Given an array A of size 105.
Then given m (m is very large, m>> the size of A) operations, each operation is for position p, increasing t.
A[p] =t
Finally, I output the value of each position of the whole array.
Is there any constant optimization to speed up the intermediate modification operations?
For example, if I sort the positions, I can modify them sequentially to avoid random access. However, this operation will incur an additional sorting cost. Is there any other way to speed it up?
Trying to re-execute all operations after sorting can be an order of magnitude faster than executing them directly. But the cost of sorting is too high.
CodePudding user response:
On architectures with many cores, the best solution is certainly to perform atomic accesses of A[p]

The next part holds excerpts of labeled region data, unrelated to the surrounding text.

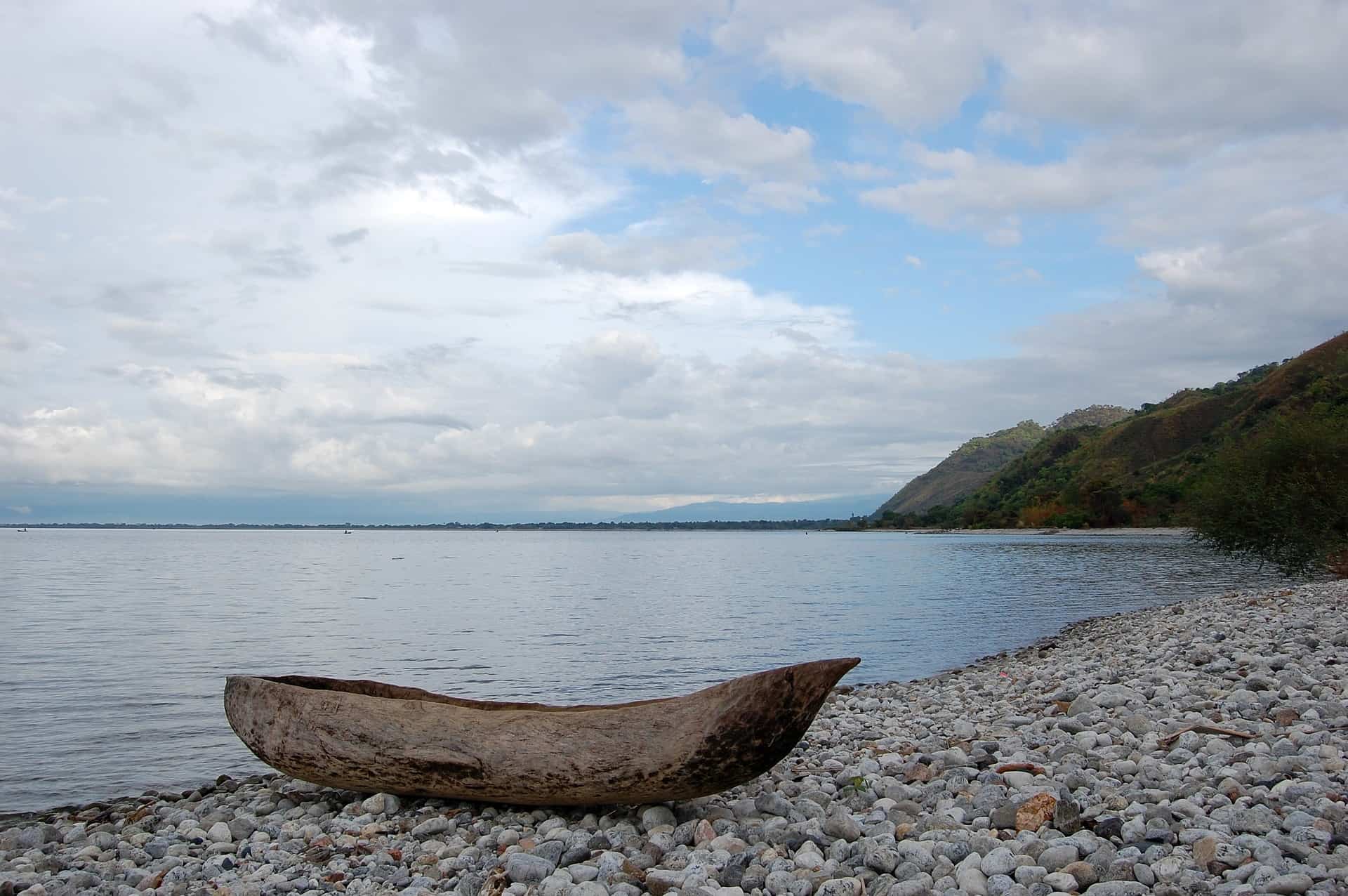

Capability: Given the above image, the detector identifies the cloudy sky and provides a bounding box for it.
[0,0,1348,522]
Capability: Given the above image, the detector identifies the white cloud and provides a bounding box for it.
[833,162,894,180]
[716,1,984,126]
[623,98,818,185]
[802,221,850,240]
[543,214,748,274]
[0,0,1348,509]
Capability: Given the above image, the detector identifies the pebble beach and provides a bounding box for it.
[0,582,1348,896]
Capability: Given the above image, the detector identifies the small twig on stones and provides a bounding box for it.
[992,763,1043,775]
[1161,725,1259,746]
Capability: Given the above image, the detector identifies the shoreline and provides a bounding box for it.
[0,577,1348,896]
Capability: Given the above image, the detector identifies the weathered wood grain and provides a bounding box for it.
[225,657,860,805]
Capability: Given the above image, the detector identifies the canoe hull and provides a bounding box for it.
[225,657,860,805]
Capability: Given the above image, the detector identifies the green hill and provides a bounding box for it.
[872,421,1045,518]
[871,404,1132,519]
[882,333,1348,527]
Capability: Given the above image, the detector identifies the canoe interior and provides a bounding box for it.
[256,673,690,713]
[225,657,860,805]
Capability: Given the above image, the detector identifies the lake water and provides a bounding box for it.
[0,529,1275,811]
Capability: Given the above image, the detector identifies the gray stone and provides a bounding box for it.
[505,853,557,884]
[1263,874,1316,895]
[642,805,678,831]
[824,811,861,842]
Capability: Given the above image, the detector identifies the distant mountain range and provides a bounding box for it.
[612,494,885,522]
[872,333,1348,527]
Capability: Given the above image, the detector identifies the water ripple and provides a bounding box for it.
[0,529,1271,810]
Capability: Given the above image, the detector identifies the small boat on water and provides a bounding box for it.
[225,657,861,805]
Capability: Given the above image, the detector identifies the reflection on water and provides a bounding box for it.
[0,529,1272,810]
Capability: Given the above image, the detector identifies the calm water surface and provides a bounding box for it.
[0,529,1274,810]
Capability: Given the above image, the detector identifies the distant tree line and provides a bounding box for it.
[0,520,847,532]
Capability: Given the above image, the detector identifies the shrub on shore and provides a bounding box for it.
[1190,414,1348,578]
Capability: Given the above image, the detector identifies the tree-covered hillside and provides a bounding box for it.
[880,334,1348,527]
[872,421,1045,519]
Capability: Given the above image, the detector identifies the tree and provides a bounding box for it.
[1190,414,1348,577]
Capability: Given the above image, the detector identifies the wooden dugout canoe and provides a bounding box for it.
[225,657,861,805]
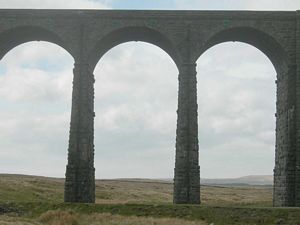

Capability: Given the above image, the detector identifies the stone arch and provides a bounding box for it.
[196,27,287,74]
[89,26,179,71]
[0,26,74,60]
[197,27,296,206]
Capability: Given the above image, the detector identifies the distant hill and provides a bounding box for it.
[201,175,273,185]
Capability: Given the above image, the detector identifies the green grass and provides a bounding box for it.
[0,175,300,225]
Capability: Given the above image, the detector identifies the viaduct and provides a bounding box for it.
[0,9,300,206]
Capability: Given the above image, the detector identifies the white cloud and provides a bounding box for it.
[174,0,300,10]
[0,0,108,9]
[0,0,282,178]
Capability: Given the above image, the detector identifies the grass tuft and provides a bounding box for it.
[39,210,79,225]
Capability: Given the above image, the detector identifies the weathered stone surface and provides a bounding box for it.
[0,9,300,206]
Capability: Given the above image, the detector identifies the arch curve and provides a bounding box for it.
[0,26,74,60]
[197,27,288,74]
[89,26,179,71]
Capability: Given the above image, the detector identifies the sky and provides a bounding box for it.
[0,0,300,178]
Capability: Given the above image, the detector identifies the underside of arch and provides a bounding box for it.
[197,27,297,206]
[0,26,72,60]
[202,27,287,73]
[89,27,179,71]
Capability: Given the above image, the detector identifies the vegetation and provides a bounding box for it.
[0,175,300,225]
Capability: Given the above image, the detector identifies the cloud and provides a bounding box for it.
[174,0,300,10]
[0,0,284,178]
[0,0,108,9]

in parallel. This assume the number of cores is sufficiently big for the parallelism to not only mitigate the overhead of the atomic operations but also be faster than the serial implementation. This can be pretty easily done with OpenMP or with native C thread/atomics. The number of core need not to be too huge, otherwise, the number of conflict may be significantly bigger causing contention and so decreasing performance. This should be fine since the number of item is pretty big. This solution also assume the accesses are quite uniformly random. If they are not (eg. normal distribution), then the contention can be too big for the method to be efficient.
An alternative solution is to split the accesses between N threads spacially. The array range can be statically split in N (relatively equal) parts. All the threads read the inputs but only the thread owning the target range of the output array write into it. The array parts can then be combined after that. This method works well with few threads and if the data distribution is uniform. When the distribution is not uniform at all (eg. normal distribution), then a pre-computing step may be needed so to adjust the array range owned by threads. For example, one can compute the median, or event the quartiles so to better balance the work between threads. Computing quartiles can be done using a partitioning algorithm like Floyd Rivest (std::partition
should not be too bad despite I expect it to use a kind of IntroSelect algorithm that is often a bit slower). The pre-computation may be expensive but this should be significantly faster than doing a sort. Using OpenMP is certainly a good idea to implement this.
Another alternative implementation is simply to perform the reduction separately in each thread and then sum up the final array of each thread in a global array. This solution works well in your case (since "m >> the size of A") assuming the number of core is not too big. If so, on need to mix this method with the first one. This last method is probably the simplest efficient method.